Each Transaction contains:

FieldDescription
order_idID of the order
symbolTarget symbol (e.g. "BTC")
order_side"BUY" or "SELL"
priceActual fill price (after slippage)
amountFill amount
costTotal cost (price × amount)
commissionCommission charged
slippageSlippage amount (abs(fill_price - intended_price))
timestampUTC timestamp of the fill

You can serialize a transaction with tx.to_dict().

Batch Orders

The batch_order() method lets you place multiple orders at once through the blotter:

class MyStrategy(TradingStrategy):
def run_strategy(self, algorithm, market_data):
orders = [
{
"target_symbol": "BTC",
"order_side": "BUY",
"price": 50000,
"amount": 0.1,
},
{
"target_symbol": "ETH",
"order_side": "BUY",
"price": 3000,
"amount": 1.0,
},
]
created_orders = self.batch_order(orders)

The default implementation places orders sequentially.
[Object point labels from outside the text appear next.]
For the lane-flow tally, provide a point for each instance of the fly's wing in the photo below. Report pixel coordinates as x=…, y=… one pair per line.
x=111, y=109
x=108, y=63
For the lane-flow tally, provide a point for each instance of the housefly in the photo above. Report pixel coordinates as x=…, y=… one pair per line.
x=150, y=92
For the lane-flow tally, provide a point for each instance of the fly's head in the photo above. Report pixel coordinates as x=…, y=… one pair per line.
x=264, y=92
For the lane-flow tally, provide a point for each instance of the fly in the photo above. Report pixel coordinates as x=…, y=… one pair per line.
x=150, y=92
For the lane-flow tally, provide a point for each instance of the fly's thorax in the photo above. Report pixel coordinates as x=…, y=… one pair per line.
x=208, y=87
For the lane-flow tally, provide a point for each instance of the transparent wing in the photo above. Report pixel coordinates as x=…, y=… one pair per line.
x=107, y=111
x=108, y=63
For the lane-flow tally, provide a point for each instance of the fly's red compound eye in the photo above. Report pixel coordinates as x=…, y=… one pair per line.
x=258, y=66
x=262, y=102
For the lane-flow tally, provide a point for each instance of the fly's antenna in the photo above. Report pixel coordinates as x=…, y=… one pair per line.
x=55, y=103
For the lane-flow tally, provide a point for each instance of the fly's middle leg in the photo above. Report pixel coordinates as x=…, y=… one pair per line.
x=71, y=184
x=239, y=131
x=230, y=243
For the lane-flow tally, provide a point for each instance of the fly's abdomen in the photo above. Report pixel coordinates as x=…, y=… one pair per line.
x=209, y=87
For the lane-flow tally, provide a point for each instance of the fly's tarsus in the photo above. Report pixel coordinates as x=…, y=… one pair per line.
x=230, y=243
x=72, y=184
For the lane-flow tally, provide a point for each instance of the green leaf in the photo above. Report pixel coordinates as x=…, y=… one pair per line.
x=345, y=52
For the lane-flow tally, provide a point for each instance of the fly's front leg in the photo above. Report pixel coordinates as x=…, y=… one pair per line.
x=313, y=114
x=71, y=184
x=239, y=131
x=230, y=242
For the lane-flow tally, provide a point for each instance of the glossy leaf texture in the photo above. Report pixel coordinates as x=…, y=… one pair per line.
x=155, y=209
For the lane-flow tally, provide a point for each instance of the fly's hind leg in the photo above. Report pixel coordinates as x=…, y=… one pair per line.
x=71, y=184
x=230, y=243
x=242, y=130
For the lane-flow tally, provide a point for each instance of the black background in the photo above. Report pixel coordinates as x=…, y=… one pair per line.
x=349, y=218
Override batch_order() in a custom blotter for atomic batch behavior or smart order routing.

Custom Blotter

Create your own blotter by extending the Blotter class and implementing place_order() and cancel_order():

from investing_algorithm_framework import Blotter

class SmartOrderRouter(Blotter):
def place_order(self, order_data, context):
"""
Custom order routing logic.
"""
symbol = order_data.get("target_symbol")

# Example: route large orders differently
amount = order_data.get("amount", 0)
if amount > 100:
# Split into smaller orders
half = amount / 2
order_data["amount"] = half
order1 = context.order_service.create(order_data)
order2 = context.order_service.create(order_data)
return order1 # Return the first order

return context.order_service.create(order_data)

def cancel_order(self, order_id, context):
"""
Cancel a specific order.
"""
order = context.order_service.get(order_id)
if order is None:
raise Exception(f"Order {order_id} not found")

context.order_service.update(
order_id, {"status": "CANCELED"}
)
return context.order_service.get(order_id)

# Register the custom blotter
app.set_blotter(SmartOrderRouter())

Blotter API

MethodRequiredDescription
place_order(order_data, context)YesPlace a single order. Must be implemented.
cancel_order(order_id, context)YesCancel an order. Must be implemented.
batch_order(orders_data, context)NoPlace multiple orders. Default calls place_order() sequentially.
get_open_orders(context, target_symbol)NoGet open orders. Default delegates to context.
get_transactions()NoGet recorded transactions.
record_transaction(transaction)NoRecord a fill.
clear_transactions()NoClear all recorded transactions.
prune_orders(context)NoClean up stale orders. Default is a no-op.